Frankie dikkatini adama çevirdi, başını ona doğru eğerek selamladı. "Teşekkürler Dave," dedi ona. Adam da ona başını sallayarak cevap verdi, gözlerini kısa bir süreliğine bana çevirdi ve odadan çıktı.

Çocuk Frankie'nin koltuğuna oturdu ve saçını düzeltmeye çalışarak dikkatini bana verdi. Ben de ona bakarak gözlerimi ona diktim. İkimiz de göz kırpmadan sessiz bir göz savaşı yapıyor gibiydik, Frankie kapıyı düzgünce kapatırken.

Çocuk biraz ürkütücüydü. Başını yana eğerek bana bakıyor, beni çözmeye çalışıyormuş gibi görünüyordu. Birden, dudakları geniş bir gülümsemeyle açıldı. Ne kadar sevimli göründüğüne kalbim eridi. Ona kendi gülümsememi vererek, ona göz kırptım, bu testten geçtiğim için saçma bir şekilde mutlu oldum.

Frankie bizim yönümüze doğru bir adım attığı sırada kapısı tekrar çaldı ve dönüp kim olduğunu görmek için baktı. Diğer tarafta kısa boylu bir kadın vardı. Frankie ve benden daha yaşlı görünüyordu.

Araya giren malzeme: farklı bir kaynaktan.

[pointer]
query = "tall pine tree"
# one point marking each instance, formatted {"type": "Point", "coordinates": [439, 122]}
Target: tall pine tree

"Jenna seni mağazaya götürecek," dedi Frankie, dikkatini bana çevirerek. Burada işimin bittiğini anladım ve ayağa kalktım. Beş ya da altı yaşlarında görünen küçük çocuk bana el salladı. Ben de ona el salladım, Frankie'ye teşekkür ettim ve Jenna'nın peşinden gittim.

Sonunda hayatımı tekrar düzene sokuyordum.